Japan’s coach Asako Takakura will have more than a possible final appearance in her sights.
After all, few people have a better insight into the way these youth tournaments can help when working with a senior national side than she does.
“The main advantage of looking after players from U17 level onwards is that you can observe their development extremely well,” she said.
“For me, winning the Fifa U17 Women’s World Cup was a kind of springboard to the next level,” Takakurasaid.
“After the tournament, I’ll decide which players are good enough to progress to the first team.
“Several of them are capable of taking that step.”
Takakura’s team have been in top form for much of their journey to the semi-finals in PNG, with their 6-0 win over 2014 finalists Nigeria sending a particularly resounding message to the rest of the field.

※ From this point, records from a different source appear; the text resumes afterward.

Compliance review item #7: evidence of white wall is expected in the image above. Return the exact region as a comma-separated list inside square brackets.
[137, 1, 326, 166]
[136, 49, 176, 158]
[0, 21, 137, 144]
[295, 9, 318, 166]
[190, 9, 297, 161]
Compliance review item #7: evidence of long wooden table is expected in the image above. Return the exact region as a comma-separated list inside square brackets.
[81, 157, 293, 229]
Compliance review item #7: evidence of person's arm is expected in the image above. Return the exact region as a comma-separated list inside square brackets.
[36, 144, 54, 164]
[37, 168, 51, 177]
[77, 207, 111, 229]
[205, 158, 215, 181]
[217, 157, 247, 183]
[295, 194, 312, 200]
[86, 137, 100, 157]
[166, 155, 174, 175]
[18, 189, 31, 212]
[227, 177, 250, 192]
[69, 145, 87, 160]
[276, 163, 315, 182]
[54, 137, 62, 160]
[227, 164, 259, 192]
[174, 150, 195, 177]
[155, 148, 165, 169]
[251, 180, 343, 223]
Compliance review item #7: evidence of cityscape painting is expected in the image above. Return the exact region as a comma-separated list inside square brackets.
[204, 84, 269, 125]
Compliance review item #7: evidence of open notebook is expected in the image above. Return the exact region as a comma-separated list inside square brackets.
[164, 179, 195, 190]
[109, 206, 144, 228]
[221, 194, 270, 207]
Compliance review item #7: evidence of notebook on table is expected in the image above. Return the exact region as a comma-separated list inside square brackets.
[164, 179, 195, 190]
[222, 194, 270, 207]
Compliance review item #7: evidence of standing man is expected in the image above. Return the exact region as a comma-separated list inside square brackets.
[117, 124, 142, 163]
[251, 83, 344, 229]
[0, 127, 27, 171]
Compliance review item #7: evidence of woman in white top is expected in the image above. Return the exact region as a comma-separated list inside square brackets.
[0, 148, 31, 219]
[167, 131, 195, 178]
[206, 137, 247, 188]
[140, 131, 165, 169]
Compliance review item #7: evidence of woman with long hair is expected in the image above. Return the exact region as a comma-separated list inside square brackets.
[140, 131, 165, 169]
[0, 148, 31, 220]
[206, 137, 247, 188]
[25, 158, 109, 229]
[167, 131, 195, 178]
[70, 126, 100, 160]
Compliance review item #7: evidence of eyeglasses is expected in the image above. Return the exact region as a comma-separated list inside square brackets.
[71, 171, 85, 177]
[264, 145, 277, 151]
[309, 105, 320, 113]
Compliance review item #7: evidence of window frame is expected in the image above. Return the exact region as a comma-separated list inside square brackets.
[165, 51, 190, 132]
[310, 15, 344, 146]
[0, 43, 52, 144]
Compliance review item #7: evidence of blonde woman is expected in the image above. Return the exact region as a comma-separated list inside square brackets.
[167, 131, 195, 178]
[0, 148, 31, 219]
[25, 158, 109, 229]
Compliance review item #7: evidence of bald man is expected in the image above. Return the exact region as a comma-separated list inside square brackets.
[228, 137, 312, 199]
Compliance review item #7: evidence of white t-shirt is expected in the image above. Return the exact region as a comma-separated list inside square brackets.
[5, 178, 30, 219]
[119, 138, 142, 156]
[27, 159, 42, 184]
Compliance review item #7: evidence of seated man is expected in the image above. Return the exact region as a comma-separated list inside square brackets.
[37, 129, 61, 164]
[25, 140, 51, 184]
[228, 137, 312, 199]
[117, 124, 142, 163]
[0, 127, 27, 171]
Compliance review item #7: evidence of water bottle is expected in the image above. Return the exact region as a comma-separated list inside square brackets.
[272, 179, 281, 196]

While their euphoria was briefly dampened by a 1-0 defeat at the hands of Spain, comfortable victories over Canada (5-0) and Brazil (3-1) mean Japan are now ready to try and reach their first U20 Women’s World Cup final.
“Although I’m satisfied with my team’s performances, I think all of the players could still improve further,” the coach said.
“We’ve been getting better and better from one game to the next at this tournament so far, so I think we’ll be even stronger in the semi-final.
“France are a world-class side who are physically, technically and mentally very tough.
“It’ll be a difficult match, but I’m looking forward to it,” Takakura concluded.
Both sides are in the semi-finals for just the second time.
Four years ago, Japan were beaten 3-0 on home soil by Germany and eventually finished third.
Two years later, France also took the last place on the podium after beating North Korea 3-2 in the play-off for third-place following a 2-1 semi-final loss to Germany.
Despite defending champions Germany’s elimination, this year’s semi-final line-up still includes two former winners.
USA, victorious over bitter rivals Mexico in the quarterfinals, are fiercely determined to lift the trophy for a fourth time, while North Korea are seeking a second tournament triumph.